I kissed the top of his head, put my arm around his shoulders and said, "You don't want to do that."
"Why?"
"Because seeing people is not being with people. And you can even be with people who you can't see."
"I know," he said and linked his fingers between mine. "Last night when I couldn't fall asleep, I remembered you." His hair smells like toast left out overnight and his fingers are gummy with stickiness. "You said when I couldn't sleep, to remember my last happy day. To remember all of it." He smiled.
"That's good." I shook my head a bit and stared hard at the thin line of dark under his fingernails, his fingers wrapped onto my hand.
"Yeah.I asked you about your car?"
I nod, shake my head no, and then nod a bit more.
"It's a Dodge Caravan, 1990, red."
"Right."
"Well, that was my last happy day."
Ryan jumps up then and goes to stand with the other students lining up at the water fountain.
They shouldn't let me teach level 5. I'm not cut out for it.

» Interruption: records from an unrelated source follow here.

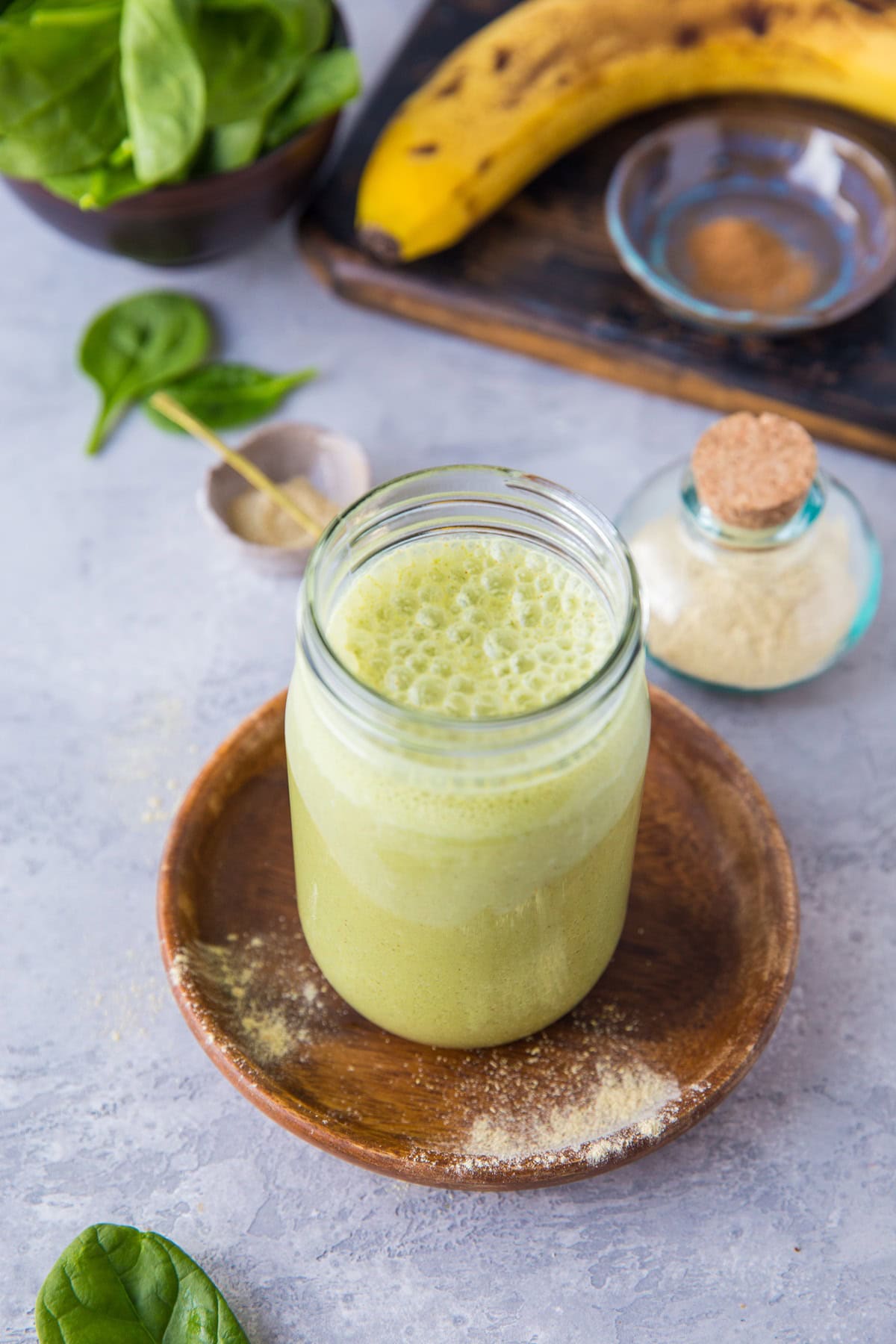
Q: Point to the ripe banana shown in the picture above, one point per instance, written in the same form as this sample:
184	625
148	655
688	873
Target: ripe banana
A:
551	73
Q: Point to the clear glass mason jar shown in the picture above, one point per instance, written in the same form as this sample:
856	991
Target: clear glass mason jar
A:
465	882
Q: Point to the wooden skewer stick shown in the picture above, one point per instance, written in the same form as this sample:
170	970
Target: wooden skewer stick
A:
180	416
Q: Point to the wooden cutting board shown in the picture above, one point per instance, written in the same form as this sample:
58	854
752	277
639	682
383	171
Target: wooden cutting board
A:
541	277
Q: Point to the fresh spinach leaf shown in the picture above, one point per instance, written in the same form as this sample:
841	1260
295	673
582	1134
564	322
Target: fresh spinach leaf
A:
117	1285
137	346
225	396
231	146
249	60
332	78
164	87
97	187
60	104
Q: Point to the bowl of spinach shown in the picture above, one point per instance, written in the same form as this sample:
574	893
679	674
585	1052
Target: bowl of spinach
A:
168	131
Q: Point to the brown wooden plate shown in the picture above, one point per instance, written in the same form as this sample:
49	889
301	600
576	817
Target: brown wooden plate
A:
684	1009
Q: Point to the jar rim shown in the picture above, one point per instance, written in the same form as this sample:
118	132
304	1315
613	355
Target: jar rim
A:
553	499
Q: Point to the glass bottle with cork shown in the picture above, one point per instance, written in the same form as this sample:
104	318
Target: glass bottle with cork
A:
759	570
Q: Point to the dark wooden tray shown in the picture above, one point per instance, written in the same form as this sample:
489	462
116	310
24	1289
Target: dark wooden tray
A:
541	279
692	995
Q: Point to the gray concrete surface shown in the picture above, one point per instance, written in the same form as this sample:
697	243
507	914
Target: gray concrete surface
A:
134	643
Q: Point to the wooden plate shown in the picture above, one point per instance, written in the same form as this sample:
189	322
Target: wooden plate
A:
689	1001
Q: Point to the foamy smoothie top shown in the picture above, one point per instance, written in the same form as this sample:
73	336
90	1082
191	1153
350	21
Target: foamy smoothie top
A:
472	626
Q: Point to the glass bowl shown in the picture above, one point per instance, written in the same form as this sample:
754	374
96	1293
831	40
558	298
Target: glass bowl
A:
828	198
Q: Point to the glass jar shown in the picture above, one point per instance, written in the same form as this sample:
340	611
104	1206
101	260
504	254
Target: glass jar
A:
744	609
465	882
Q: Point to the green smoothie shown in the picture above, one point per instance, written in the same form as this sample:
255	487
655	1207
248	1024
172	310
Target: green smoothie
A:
461	900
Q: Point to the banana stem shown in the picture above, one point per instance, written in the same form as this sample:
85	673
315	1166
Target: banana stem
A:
171	408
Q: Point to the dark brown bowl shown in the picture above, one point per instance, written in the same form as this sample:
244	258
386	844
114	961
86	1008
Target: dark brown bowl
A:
195	221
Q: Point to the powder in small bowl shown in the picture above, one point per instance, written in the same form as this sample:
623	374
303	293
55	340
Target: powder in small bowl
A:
739	262
258	519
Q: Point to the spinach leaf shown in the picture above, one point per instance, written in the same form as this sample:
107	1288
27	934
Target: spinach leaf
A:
164	87
117	1285
97	187
60	104
140	344
231	146
250	62
332	78
225	396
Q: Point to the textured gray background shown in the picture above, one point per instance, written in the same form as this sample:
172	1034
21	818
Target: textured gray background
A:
134	643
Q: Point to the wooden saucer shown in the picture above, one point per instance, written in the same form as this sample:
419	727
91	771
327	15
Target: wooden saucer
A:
688	1003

My son, Dylan, was in fifth grade at that time. I came home from substitute teaching that day, told him I was proud of him, that we were lucky, the luckiest of the lucky.
Being Dylan, he pressed his lips together for a moment, then reached for the Pringles and said, "What grade did you teach today?"
I couldn't say anything.
"Was it level 5?"
I nodded.
Dylan hugged me. So Dylan's not here, but I don't miss him because I know he's here. He is at college now, learning and sometimes having to stand and wait for a water fountain. He's with me all the time. And somehow that other little boy, on that day, understood something that I thought I understood that actually took me a long time to really understand.